What the film amounts to, then, is film noir revelations wrapped up in a tight "high art as entertainment" package: there's the clunky dialogue, the dramatic revelations made solely through monologuing and said clunky dialogue, and eleventh-hour revelations that pretty much amount to "ha! I'm bad, and you didn't even know it till now." Even this would all be forgivable in a tight (if forgettable) 90-minute film, but at 149 minutes, there's far too much time to be filled, and plenty of unexciting downtime to reflect on how utterly interesting and shoddily-made this film is. Raiders of the Lost Ark this ain't. Hell, National Treasure this ain't.
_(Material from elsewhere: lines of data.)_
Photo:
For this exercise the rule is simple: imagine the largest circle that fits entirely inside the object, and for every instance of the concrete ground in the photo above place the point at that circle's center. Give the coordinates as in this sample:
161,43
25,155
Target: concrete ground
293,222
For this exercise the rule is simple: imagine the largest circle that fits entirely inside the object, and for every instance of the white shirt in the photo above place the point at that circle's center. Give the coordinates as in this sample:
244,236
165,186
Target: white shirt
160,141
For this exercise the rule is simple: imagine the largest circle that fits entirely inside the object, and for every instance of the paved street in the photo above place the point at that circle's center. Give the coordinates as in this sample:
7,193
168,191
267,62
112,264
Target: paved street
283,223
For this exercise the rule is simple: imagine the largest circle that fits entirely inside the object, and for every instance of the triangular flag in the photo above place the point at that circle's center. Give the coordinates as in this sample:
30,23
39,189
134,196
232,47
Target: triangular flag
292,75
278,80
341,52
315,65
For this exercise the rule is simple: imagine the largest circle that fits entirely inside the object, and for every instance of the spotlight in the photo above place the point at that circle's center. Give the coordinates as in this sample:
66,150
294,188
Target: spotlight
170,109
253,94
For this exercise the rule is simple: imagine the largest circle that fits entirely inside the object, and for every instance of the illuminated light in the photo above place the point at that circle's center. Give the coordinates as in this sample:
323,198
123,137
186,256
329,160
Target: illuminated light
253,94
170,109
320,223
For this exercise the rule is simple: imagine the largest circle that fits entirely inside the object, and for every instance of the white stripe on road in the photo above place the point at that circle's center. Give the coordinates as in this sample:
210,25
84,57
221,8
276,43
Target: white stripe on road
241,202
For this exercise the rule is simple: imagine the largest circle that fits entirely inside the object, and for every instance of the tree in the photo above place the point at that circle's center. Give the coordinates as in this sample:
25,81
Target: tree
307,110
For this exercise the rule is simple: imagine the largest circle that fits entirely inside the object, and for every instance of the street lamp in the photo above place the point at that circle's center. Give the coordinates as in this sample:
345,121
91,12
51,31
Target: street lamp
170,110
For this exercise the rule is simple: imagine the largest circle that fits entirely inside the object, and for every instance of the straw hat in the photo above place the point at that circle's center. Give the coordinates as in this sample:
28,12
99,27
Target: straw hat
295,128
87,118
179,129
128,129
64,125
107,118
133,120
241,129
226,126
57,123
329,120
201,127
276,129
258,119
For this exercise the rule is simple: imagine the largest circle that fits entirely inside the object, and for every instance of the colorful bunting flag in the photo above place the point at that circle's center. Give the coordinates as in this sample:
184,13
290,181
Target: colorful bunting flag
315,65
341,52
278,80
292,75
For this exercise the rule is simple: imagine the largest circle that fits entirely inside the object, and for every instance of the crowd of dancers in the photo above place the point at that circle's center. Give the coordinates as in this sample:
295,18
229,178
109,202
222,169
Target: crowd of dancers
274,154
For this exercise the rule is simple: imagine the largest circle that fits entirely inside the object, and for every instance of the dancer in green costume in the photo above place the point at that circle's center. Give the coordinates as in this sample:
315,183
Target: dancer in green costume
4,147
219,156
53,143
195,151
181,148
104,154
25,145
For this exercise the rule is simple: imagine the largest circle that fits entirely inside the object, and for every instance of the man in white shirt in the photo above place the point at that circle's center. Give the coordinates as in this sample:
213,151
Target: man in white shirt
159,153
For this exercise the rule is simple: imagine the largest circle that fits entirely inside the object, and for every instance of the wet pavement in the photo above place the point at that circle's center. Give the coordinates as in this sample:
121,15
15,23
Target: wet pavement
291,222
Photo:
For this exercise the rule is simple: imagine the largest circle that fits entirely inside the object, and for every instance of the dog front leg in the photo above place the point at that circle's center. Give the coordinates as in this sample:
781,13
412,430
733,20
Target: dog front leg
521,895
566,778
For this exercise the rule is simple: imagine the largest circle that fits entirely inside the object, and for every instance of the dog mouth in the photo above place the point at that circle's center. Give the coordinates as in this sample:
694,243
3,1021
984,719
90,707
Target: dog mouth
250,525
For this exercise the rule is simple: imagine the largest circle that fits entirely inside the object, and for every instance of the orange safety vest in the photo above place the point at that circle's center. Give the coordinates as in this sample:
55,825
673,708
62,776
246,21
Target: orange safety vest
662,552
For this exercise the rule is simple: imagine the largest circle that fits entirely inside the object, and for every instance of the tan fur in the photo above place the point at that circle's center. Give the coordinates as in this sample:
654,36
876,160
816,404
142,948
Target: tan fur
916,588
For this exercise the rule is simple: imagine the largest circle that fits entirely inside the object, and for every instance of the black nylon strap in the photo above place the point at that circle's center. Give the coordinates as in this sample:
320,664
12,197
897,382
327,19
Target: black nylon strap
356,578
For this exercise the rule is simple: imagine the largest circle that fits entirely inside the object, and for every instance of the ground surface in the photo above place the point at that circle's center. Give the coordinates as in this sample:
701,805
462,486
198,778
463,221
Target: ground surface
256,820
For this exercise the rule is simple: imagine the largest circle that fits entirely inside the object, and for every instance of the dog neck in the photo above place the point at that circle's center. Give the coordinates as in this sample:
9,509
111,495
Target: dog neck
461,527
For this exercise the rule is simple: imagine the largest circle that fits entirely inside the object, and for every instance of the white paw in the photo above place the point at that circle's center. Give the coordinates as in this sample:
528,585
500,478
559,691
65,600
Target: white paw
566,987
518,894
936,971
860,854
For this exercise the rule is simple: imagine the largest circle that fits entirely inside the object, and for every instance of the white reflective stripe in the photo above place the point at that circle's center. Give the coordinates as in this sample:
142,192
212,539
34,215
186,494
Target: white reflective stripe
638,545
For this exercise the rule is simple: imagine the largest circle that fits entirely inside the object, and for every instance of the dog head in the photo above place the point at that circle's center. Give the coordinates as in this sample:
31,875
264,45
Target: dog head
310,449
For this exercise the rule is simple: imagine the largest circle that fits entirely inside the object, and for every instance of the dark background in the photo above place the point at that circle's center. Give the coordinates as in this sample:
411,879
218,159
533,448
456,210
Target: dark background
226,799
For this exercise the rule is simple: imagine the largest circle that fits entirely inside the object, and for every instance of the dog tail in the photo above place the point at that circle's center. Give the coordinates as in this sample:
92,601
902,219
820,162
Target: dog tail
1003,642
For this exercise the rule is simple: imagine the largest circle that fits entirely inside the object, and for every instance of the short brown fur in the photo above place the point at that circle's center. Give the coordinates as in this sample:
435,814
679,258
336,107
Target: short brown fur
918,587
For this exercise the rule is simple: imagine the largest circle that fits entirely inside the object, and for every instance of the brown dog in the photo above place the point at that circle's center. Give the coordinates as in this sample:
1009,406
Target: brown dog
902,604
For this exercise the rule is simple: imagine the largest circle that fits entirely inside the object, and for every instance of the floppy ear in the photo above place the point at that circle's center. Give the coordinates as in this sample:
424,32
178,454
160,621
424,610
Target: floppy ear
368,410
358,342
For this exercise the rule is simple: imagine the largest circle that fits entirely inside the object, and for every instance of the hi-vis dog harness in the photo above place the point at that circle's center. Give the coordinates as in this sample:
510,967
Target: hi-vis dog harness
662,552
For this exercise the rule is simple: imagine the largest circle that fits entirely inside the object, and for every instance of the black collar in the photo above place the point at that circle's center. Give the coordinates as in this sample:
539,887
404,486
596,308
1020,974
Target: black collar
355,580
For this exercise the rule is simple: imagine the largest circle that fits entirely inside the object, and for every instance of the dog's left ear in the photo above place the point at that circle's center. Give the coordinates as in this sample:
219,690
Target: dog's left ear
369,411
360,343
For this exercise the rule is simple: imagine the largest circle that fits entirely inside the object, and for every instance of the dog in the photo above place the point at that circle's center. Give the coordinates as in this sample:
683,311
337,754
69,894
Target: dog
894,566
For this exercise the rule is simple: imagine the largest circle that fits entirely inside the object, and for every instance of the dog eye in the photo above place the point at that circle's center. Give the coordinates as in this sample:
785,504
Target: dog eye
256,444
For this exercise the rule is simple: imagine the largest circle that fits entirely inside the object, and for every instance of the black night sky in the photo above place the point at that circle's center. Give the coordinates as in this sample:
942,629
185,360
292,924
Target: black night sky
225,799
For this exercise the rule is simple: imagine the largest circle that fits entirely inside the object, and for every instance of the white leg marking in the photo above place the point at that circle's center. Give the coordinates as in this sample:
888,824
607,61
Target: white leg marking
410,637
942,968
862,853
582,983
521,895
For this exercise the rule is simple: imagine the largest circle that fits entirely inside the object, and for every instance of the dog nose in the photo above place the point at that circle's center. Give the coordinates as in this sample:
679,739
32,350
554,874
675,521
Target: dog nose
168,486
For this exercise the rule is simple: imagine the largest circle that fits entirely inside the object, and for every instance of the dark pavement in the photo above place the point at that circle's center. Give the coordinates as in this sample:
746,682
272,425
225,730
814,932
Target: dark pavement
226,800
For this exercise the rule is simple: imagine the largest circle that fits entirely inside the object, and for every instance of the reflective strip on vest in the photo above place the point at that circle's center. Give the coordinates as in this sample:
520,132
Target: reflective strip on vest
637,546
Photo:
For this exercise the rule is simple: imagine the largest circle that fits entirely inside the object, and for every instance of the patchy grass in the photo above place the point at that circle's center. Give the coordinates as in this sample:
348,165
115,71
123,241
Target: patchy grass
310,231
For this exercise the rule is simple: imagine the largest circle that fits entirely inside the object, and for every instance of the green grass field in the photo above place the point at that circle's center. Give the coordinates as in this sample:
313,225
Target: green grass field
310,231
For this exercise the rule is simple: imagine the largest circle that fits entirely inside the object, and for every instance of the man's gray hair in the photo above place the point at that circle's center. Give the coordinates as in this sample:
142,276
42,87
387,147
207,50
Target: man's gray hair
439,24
Which bothers me, because I don't think it would have been all that difficult to make The Da Vinci Code good. I was excited about the idea that it could be a better movie than a book, but Howard and Goldsman's clumsy transposing techniques turn it into the sort of plodding DOA talk-thriller that the source material seems destined to yield. But what if somebody had devoted the time and effort to make The Da Vinci Code good, instead of being content to keep it the sort of mind-dulling pablum the public can suck up without having to truly dedicate intellectual thought to? What if it had been a little bit darker, a little bit more exciting, a little bit more streamlined? What if somebody played Robert Langdon who doesn't look as thoroughly uncomfortable being Robert Langdon as Tom Hanks does in this film? What if it were filmed in such a way that the audience was actually confronted with the difficult nature of the revisionist history presented on-screen, and were forced to actually think, rather than the film's characters thinking for you and fooling you into thinking you're devoting real brainpower to this film? The ideas behind The Da Vinci Code --history reimagined and globe-trotting codebreaking-- are potent, but the execution, both literary and cinematic, is limp.

When you get right down to it, The Da Vinci Code isn't about Jesus at all. It's not about Mary Magdalene, it's not about the Catholic Church, and it's certainly not about Robert Langdon, who is certain to go down in film history as one of suspense film's most unremarkable heroes ever. The Da Vinci Code is about something far more sinister and disturbing: the public's willingness to accept that which the rest of the public tells them is good. The true "con of man" is not willful deception practiced by the Vatican; it's the hype machine grinding out another completely unremarkable and unsettlingly mediocre phenomenon. Blah is all I can say to The Da Vinci Code in all its forms.